Rounding out the quartet on the top line is West Coast Conference regular season champion Gonzaga (West), which received a one despite losing to Saint Mary’s in the conference tournament final.
So did the committee get these picks correct? In the case of the three ACC teams it’s difficult to argue against any of the three teams.
While Duke finished a game behind Virginia and North Carolina in the regular season standings, the Blue Devils winning the ACC tournament with a healthy Zion Williamson obviously made a impression on the selection committee. Mike Krzyzewski’s team is ranked third in both the NET (NCAA Evaluation Tool) and Ken Pomeroy’s rankings, and it can be argued that the team’s loss to Gonzaga in the title game of the Maui Invitational was its only defeat with a complete roster.
Duke was 11-4 in Quadrant 1 games and 6-1 in Quadrant 2 games, with the 17 combined wins being one more than Virginia and North Carolina. Once Williamson showed no ill-effects from the time missed due to his knee sprain — and Duke won the ACC’s automatic bid — there was no justification for the Blue Devils to at the very least be a one-seed. And they’re the top overall seed in this year’s field, which comes as no surprise.
With regards to Virginia and North Carolina, as noted above both picked up 16 wins in Quadrant 1/2 games and they shared the ACC regular season crown. All three of Virginia’s losses, a regular season sweep at the hands of Duke and an ACC semifinal loss to Florida State, came in Quadrant 1 games.

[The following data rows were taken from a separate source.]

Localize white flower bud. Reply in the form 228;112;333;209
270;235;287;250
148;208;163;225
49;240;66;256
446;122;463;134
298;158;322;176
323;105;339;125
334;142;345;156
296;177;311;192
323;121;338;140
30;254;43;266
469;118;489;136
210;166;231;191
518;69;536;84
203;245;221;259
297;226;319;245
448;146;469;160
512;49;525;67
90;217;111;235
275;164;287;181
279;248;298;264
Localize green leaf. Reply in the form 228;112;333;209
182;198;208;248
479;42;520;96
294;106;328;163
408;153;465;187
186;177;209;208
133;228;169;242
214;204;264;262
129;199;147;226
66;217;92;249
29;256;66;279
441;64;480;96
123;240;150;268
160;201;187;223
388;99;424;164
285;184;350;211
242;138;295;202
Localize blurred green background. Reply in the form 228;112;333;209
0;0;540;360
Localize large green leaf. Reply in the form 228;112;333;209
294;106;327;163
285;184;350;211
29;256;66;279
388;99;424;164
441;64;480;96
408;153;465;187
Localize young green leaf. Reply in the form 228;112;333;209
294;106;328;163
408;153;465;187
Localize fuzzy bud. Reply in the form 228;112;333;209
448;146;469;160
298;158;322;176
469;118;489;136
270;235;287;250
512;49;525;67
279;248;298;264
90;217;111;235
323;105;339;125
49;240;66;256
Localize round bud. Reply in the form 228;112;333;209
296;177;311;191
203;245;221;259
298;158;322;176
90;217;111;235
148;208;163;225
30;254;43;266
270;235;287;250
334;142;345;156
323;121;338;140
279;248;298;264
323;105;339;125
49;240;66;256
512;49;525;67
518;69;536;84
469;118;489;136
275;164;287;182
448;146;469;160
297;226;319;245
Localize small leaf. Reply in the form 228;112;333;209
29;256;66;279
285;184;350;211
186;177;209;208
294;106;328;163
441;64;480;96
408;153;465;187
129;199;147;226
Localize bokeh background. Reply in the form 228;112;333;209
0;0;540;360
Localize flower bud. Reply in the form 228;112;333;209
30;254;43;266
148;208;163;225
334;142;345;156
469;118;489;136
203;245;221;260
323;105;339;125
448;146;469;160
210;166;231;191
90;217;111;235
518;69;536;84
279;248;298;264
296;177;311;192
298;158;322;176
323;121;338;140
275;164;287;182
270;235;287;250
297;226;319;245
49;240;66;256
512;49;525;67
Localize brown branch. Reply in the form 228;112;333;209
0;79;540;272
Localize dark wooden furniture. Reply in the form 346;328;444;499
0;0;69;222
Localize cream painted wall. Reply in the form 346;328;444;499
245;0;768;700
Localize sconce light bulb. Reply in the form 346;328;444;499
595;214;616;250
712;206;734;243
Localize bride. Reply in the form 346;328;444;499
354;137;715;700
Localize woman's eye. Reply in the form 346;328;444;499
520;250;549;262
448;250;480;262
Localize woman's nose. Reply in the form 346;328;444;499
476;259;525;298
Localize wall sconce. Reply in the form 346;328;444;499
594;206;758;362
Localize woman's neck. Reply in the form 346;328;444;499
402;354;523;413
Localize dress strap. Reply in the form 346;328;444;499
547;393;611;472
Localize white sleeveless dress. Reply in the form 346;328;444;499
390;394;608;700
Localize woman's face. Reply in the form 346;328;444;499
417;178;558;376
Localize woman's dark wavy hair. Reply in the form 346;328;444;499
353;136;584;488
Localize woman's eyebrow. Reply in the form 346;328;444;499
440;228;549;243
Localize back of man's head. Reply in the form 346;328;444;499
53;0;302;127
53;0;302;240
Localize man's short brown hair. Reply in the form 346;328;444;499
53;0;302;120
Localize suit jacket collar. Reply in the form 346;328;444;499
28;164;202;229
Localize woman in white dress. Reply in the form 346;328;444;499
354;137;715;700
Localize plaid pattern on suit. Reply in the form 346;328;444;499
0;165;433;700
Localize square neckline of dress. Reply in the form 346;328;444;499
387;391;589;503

Tony Bennett’s team is ranked first in both the NET and KenPom, and those numbers combined with an eight-point win over the Tar Heels in Chapel Hill likely placed the Cavaliers right behind Duke in the pecking order.
North Carolina’s case for a one-seed may call into question how much the emphasis the selection committee placed on the NET. The Tar Heels are seventh in the NET, four spots behind Duke and five behind Gonzaga. North Carolina is also sixth in KenPom, but ultimately the 16 wins against Quadrant 1/2 opponents and finishing atop the ACC proved to be too much to overlook. Also, North Carolina beat Gonzaga by 13 in mid-December.

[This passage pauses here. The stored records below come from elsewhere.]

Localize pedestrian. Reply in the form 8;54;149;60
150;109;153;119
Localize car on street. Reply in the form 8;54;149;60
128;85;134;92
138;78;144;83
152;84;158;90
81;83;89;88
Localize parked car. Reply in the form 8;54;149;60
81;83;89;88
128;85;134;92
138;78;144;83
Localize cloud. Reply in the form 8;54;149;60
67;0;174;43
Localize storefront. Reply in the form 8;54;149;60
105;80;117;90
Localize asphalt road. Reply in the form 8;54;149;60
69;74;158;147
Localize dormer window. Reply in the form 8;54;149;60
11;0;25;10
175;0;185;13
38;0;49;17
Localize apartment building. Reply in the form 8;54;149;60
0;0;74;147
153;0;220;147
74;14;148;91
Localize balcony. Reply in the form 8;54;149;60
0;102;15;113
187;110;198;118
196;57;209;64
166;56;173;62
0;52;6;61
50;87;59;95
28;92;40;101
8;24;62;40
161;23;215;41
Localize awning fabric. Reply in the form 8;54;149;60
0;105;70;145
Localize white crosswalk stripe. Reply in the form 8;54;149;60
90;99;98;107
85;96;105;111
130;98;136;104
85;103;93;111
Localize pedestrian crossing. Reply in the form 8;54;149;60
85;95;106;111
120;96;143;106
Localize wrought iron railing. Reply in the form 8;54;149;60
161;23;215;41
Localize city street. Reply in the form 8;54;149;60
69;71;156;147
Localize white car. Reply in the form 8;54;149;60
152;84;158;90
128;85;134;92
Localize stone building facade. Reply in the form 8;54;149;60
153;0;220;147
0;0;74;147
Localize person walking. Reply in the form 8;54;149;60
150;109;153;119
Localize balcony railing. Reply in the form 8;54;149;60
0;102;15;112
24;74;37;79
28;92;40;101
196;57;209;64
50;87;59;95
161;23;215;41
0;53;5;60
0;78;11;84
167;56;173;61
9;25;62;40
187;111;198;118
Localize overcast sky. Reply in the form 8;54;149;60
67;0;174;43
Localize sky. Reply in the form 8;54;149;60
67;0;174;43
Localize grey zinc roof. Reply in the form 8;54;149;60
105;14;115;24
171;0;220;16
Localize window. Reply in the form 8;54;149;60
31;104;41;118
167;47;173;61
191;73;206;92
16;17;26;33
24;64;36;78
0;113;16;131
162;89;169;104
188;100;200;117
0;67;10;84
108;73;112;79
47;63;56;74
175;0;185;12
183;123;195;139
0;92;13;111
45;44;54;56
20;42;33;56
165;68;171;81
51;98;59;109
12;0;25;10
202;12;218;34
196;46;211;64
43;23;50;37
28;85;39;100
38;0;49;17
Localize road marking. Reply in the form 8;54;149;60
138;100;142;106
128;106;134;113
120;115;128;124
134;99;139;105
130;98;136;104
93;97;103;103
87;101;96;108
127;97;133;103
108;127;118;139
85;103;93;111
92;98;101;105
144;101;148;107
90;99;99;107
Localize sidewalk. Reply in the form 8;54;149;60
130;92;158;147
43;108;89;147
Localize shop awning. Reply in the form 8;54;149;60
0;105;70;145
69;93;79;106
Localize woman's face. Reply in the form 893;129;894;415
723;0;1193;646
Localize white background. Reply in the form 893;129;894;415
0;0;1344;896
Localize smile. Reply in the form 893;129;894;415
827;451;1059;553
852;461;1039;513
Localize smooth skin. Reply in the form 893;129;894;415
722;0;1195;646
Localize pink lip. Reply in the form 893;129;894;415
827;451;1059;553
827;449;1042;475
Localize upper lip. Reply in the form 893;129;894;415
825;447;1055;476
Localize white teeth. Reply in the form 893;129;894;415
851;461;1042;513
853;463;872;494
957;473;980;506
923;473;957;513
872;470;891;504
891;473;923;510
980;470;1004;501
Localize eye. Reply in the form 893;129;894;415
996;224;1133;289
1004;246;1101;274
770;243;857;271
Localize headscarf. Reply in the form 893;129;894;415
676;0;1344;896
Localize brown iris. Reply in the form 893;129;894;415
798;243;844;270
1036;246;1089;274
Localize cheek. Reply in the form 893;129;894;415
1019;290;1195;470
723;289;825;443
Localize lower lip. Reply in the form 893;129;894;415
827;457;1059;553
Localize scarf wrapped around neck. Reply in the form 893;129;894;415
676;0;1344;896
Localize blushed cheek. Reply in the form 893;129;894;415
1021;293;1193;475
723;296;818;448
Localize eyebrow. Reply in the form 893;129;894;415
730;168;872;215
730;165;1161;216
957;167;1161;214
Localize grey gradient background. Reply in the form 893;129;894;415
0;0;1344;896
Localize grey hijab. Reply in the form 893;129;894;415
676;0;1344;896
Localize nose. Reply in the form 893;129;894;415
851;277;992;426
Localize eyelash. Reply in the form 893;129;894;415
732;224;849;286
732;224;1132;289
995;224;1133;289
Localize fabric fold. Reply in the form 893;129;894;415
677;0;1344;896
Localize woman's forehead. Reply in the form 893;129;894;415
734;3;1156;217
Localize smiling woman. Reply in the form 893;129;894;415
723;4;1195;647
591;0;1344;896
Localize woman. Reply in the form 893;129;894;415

Gonzaga, as has been the case in prior years in which the Bulldogs received a one-seed, are the most-debated choice. Mark Few’s team was dominant in the WCC until the conference tournament title game, and the Bulldogs did beat Duke without Killian Tillie and Geno Crandall. Gonzaga went 10-3 in Quadrant 1/2 games, with all three losses (Tennessee, North Carolina and Saint Mary’s) being Quadrant 1 defeats. And the computers favor Gonzaga, as the team was ranked second in both the NET and KenPom.

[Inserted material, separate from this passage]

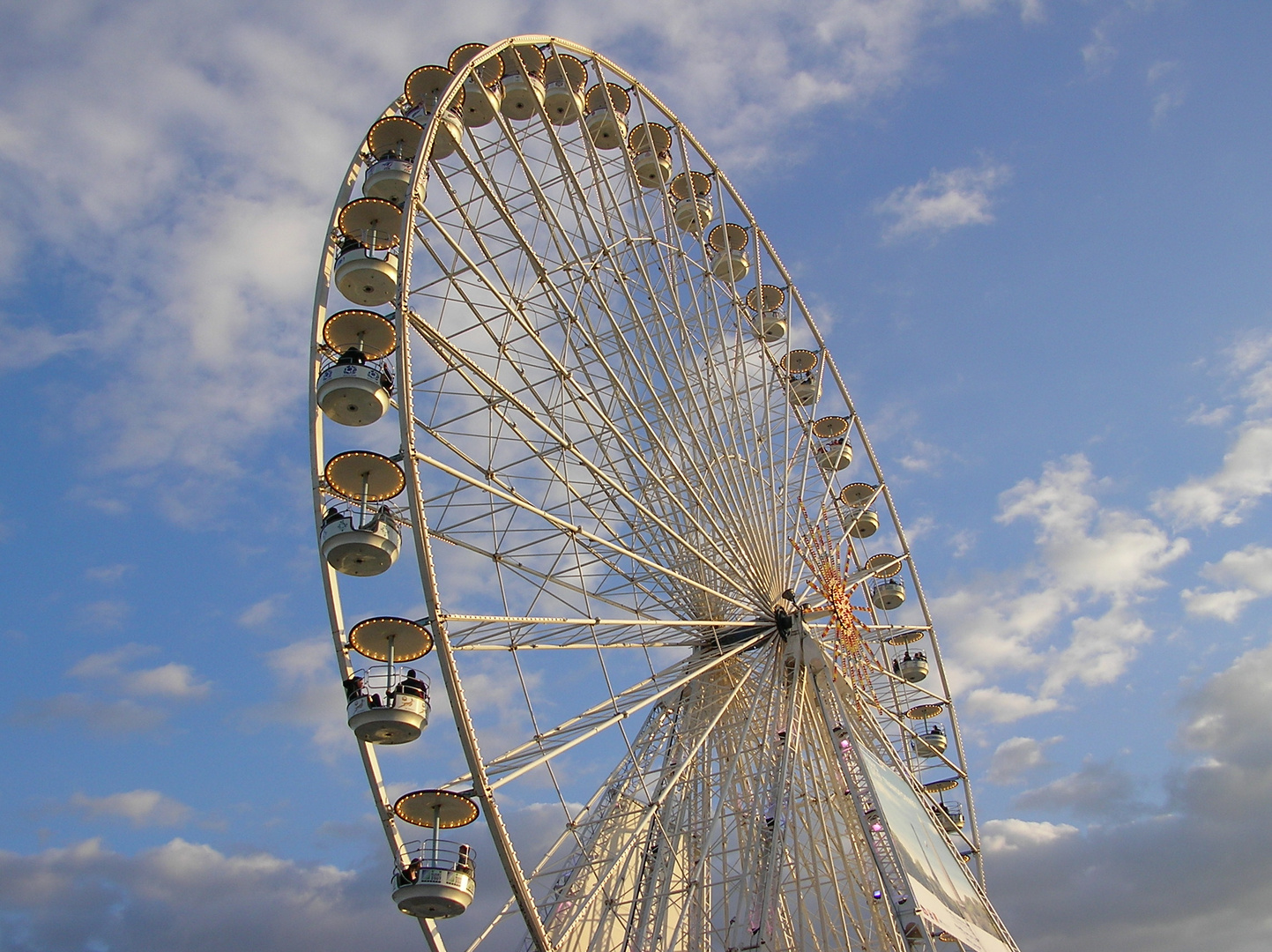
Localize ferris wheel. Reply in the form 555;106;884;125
310;35;1015;952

Based upon the committee’s ranking of the 68 teams Tennessee (South) was the biggest threat to Gonzaga for the final one-seed. The Volunteers, who were blown out by Auburn in the SEC title game Sunday afternoon, were ranked fifth in the NET and went 15-5 in Quadrant 1/2 games. While the impact of Sunday’s conference tournament finals on the bracket is debatable, it’s fair to wonder if Tennessee’s 20-point loss to Auburn gave the committee all the evidence it needed to keep Rick Barnes’ team off the top line.
Michigan State (East), ranked sixth on the committee’s seed list, was 19-6 in Quadrant 1/2 games (13 in Quadrant 1) and won the Big Ten regular season and tournament titles. The bigger problem for Michigan State than the seeding was the Spartans’ placement, as they’ve been paired with the tournament’s top overall seed in Duke. Rounding out the two seeds in order of their placement on the seed list were Kentucky (Midwest) and Michigan (West), with the Wolverines being paired with Gonzaga.
Bracketing principles may have been an issue, but the two-seeds (and where they’re headed) may be the bigger issue than which teams landed on the top line.